エース・前田健太(現ドジャース)が抜けた大きな穴。それを埋めるのはこの男だと、多くのファンが期待したはずだ。だが、待ち受けていたのは屈辱の前半戦。それでもそのままでは終われない。8月24日、首位攻防・巨人戦で魂のピッチングを見せ、チームにマジックを点灯させた。 取材・構成=吉見淳司、写真=前島進、BBM 値千金の巨人戦勝利
──昨季に自己最多の9勝を挙げ、今季に期する思いは大きかったと思います。
福井 そうですね。もっとできると思っていました。2ケタは勝ちたいと思って臨んだんですけど……。
──シーズン前から開幕投手への意欲を口にするなど、気合十分でした。
福井 「普通にやれば勝てる」と思っていたんですけど、それができなかったですね。悔しい気持ちはありますけど、ずっと悩んでいるよりは、今できることをやろう、と。来年につながるように後半戦はしっかり一軍に残って、チームのために投げて、来年のステップアップにつなげたいと思っています。
──その気持ちの切り替えはいつごろできましたか?
福井 正直、自分が二軍にいるのに、チームが勝っているときにはあまりそうは思えませんでした。でも、一軍に昇格して投げさせてもらい、「やっぱりここで投げていないとダメだ」と感じました。
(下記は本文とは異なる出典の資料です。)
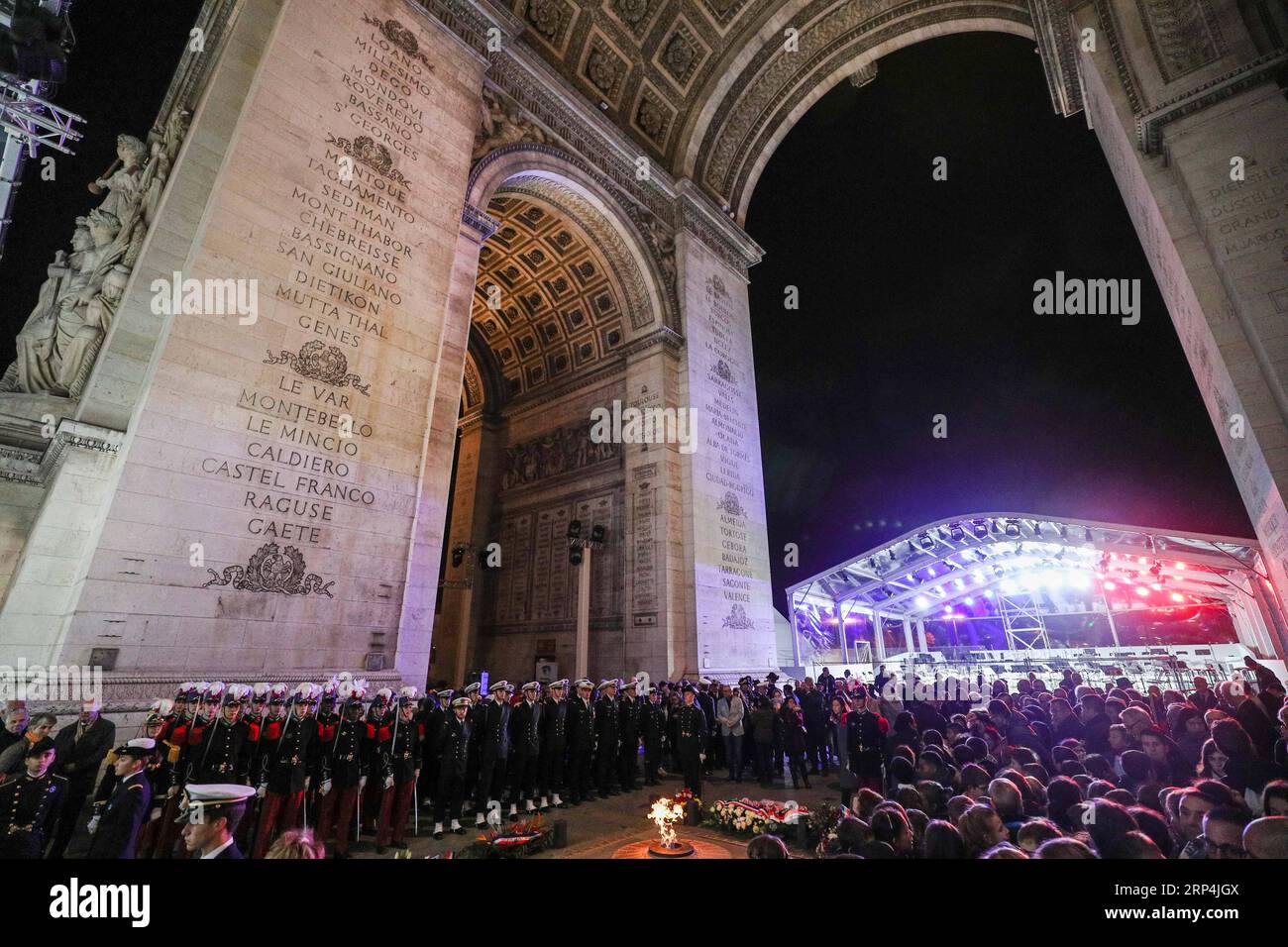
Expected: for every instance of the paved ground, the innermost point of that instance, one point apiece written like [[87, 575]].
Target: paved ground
[[599, 828]]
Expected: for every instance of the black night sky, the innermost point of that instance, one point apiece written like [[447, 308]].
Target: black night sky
[[915, 298]]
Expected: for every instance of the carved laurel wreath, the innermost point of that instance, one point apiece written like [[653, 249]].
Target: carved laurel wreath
[[368, 151], [321, 363], [399, 35], [270, 570], [729, 504]]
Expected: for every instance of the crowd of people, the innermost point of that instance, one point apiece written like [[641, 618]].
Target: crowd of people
[[1022, 771]]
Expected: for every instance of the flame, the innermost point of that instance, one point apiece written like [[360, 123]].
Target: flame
[[665, 813]]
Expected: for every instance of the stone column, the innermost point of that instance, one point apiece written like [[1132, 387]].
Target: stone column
[[478, 479], [657, 630], [725, 539], [1173, 112]]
そういう意味では最後まで、しがみついてでも一軍で投げ、打たれても経験だと思えるようになったので、それを糧にしていきたいですね。
──振り返ってみて、前半戦にうまくいかなかったところは。
福井 いまいち分かっていない部分もありますけど、流れとしてはあまり良くなかったかなと。自分としてはキャンプやシーズンの序盤からそれほど変わったことはやっていないつもりでしたけど、気持ちの中で弱い部分が出てきたり、「しっかりしないと」と意識し過ぎた部分はあったかもしれません。後半に上がってきたときはチームがいい形で勝っていたので、そこで僕が引っ張っていくというわけではなく、その波に乗っていくというか、チームの輪の中に入っていくことだけしか考えていないですね。
──福井選手がいない中で11連勝を果たすなど、チームは好調でした。素直に喜べない部分もあったと思います。
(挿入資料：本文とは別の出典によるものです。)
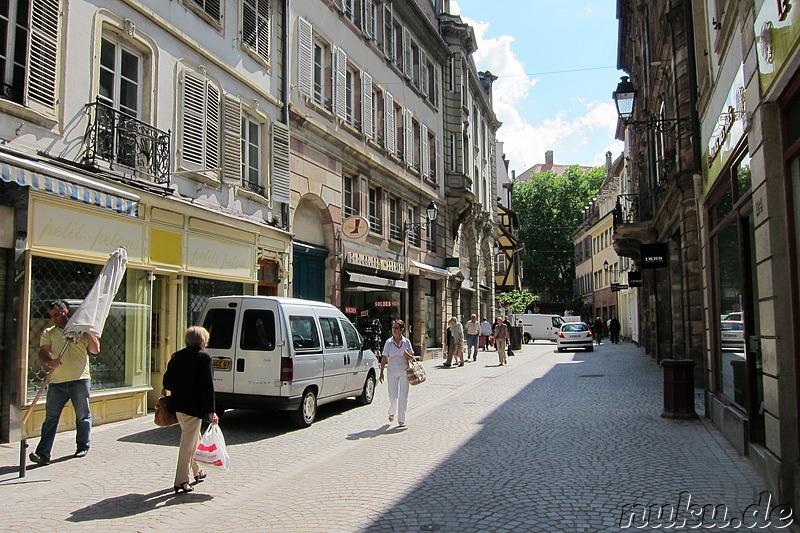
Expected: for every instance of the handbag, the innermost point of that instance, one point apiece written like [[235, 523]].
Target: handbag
[[415, 373], [211, 449], [165, 416]]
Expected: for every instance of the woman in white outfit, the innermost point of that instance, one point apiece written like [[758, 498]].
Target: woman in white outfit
[[397, 352]]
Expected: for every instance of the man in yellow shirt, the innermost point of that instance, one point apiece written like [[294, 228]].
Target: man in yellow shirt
[[70, 381]]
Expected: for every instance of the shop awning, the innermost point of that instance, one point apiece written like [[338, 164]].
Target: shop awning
[[431, 269], [52, 180], [378, 281]]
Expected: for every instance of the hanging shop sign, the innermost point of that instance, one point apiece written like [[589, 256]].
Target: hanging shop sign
[[373, 262], [655, 255]]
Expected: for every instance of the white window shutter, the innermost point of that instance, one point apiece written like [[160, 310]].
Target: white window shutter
[[213, 104], [193, 120], [232, 140], [388, 105], [425, 156], [305, 57], [340, 82], [408, 137], [366, 105], [43, 53], [281, 182]]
福井 そうですね。やっぱり素直には喜べないですね。それは今、二軍にいる人たちも同じだと思います。チームが勝つことはうれしいですけど、自分のチャンスがなくなると考えたら手放しでは喜べませんよね。その気持ちはみんなも持ってほしいと思いますし、そこを否定する必要はないと思います。喜べない気持ちも大切な部分じゃないでしょうか。
──7月28日の巨人戦[京セラドーム]で復帰登板を果たしましたが、昇格を伝えられたのは。